The five resolutions have different importance in the field of remote sensing, and they are:
Spatial Resolution:
Definition: Refers to the size of a cell in an image that represents a point on the ground, and is the ability to measure the details of the earth's surface.
Application: In satellite maps, spatial resolution determines the clarity and level of detail of the image.
Spectral resolution
Definition: Refers to the ability of a remote sensing sensor to resolve the range of the radiant energy spectrum, i.e., in how many bands the data is collected.
Application: Spectral resolution determines the spectral information that can be captured by remote sensing data, which plays an important role in the spectral characteristics of different ground objects.
Temporal resolution
Definition: Refers to the time interval between data collected by the remote sensing system, that is, the frequency at which the same area is observed.
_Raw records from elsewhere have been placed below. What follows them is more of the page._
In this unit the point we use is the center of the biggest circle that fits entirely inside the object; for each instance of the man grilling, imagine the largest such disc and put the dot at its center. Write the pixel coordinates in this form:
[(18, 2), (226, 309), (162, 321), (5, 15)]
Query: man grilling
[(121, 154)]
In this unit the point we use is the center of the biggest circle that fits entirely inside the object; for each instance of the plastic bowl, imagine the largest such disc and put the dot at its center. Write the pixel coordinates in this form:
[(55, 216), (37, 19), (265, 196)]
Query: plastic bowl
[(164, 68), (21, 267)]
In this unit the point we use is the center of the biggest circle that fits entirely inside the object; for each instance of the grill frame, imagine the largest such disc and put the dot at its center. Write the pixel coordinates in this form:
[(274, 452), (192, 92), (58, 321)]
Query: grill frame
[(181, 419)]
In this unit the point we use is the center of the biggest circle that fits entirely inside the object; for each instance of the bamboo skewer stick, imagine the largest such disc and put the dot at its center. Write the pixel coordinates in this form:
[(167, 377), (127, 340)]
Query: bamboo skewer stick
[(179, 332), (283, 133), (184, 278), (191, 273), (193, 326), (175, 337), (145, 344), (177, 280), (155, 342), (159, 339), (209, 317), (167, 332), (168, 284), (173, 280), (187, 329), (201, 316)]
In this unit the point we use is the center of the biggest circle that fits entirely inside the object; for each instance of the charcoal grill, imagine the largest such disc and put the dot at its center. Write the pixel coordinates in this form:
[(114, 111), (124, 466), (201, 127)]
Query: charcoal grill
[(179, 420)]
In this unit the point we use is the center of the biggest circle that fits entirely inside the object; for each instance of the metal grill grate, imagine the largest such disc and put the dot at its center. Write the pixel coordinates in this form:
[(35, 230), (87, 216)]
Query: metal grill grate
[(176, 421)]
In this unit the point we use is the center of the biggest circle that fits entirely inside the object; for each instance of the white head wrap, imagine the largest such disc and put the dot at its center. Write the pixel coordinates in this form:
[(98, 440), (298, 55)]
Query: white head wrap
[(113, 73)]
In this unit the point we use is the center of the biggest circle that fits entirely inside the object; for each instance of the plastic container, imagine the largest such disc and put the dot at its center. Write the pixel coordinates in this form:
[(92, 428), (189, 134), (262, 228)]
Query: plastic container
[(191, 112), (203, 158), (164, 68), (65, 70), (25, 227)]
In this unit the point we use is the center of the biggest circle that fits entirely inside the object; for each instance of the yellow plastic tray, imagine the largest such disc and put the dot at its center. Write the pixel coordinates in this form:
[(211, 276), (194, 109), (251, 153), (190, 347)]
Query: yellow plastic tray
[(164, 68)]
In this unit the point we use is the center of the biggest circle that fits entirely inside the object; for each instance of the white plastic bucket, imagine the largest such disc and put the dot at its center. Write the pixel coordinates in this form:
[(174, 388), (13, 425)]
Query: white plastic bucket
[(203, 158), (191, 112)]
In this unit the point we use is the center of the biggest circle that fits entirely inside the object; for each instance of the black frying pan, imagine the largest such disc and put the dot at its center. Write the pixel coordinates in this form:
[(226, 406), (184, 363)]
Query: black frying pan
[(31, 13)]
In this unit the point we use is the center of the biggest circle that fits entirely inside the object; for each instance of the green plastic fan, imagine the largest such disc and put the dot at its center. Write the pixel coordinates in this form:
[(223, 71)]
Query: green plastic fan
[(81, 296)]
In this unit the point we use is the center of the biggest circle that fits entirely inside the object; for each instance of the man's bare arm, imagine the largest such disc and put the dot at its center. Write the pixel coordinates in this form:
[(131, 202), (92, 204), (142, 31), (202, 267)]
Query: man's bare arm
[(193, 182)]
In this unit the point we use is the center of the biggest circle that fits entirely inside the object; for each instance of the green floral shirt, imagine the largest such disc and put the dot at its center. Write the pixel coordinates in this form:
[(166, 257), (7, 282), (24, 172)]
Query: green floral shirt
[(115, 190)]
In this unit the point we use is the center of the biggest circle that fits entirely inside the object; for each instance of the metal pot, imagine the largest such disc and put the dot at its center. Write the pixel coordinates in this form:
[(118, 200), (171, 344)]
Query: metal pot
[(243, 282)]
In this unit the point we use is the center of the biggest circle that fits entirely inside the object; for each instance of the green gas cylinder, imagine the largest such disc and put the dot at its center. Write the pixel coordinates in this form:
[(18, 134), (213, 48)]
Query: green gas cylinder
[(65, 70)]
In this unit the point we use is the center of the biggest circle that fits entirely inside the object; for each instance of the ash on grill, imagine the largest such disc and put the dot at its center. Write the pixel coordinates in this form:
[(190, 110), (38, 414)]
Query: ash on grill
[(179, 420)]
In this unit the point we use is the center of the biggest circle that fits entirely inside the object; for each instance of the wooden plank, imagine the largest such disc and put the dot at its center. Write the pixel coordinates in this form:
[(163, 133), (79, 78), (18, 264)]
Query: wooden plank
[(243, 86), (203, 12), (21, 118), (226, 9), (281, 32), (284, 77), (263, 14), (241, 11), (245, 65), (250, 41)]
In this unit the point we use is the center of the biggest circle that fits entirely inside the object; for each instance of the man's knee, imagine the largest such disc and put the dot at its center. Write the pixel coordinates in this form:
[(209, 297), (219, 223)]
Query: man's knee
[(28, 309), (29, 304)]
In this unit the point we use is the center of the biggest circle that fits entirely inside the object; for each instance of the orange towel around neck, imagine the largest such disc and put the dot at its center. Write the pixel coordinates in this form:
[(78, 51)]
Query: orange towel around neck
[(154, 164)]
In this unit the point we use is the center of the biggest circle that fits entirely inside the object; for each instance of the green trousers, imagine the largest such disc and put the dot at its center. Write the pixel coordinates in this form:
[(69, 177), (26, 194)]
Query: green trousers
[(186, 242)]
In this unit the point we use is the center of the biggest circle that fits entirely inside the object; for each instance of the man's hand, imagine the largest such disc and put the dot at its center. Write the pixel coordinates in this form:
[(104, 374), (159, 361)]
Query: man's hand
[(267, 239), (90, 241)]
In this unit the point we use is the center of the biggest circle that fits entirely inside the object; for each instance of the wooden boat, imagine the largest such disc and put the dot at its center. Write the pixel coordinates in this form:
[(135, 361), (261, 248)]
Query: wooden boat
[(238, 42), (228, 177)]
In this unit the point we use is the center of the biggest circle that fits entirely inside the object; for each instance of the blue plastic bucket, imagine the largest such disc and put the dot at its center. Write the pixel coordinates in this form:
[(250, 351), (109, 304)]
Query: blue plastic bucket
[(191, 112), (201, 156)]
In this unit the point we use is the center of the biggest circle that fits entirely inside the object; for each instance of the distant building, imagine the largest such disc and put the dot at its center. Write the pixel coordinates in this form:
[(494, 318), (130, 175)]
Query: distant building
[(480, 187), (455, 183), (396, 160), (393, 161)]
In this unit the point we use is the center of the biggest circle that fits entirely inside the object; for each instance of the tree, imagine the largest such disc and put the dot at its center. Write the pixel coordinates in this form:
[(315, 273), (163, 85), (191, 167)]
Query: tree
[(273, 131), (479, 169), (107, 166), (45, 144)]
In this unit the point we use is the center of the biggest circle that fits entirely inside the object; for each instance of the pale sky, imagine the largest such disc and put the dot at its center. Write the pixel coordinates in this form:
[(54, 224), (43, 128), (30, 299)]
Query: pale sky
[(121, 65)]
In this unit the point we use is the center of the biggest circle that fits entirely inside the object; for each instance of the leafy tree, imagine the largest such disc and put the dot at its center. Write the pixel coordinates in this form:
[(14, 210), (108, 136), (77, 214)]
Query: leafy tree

Applications: Temporal resolution is used to monitor land surface changes, such as seasonal changes, rapid response to natural disasters, etc.
Radiometric resolution:
Definition: Refers to the accuracy of the radiation intensity that a sensor is able to sense and record.
Application: Radiometric resolution is very important for accurately measuring the brightness and hue of surface features, affecting the quality of images and the accuracy of information extraction.
Geometric Resolution:
Definition: Refers to the spatial relationship between adjacent cells in an image, that is, the ratio of the actual distance on the ground to the distance in the image.
Application: Geometric resolution directly affects the location accuracy of specific features on the map, which is of great significance for geographic information system (GIS) applications.
Therefore, when selecting satellite data for a specific application, these five resolutions need to be considered together to ensure that the data meets the needs of research or monitoring.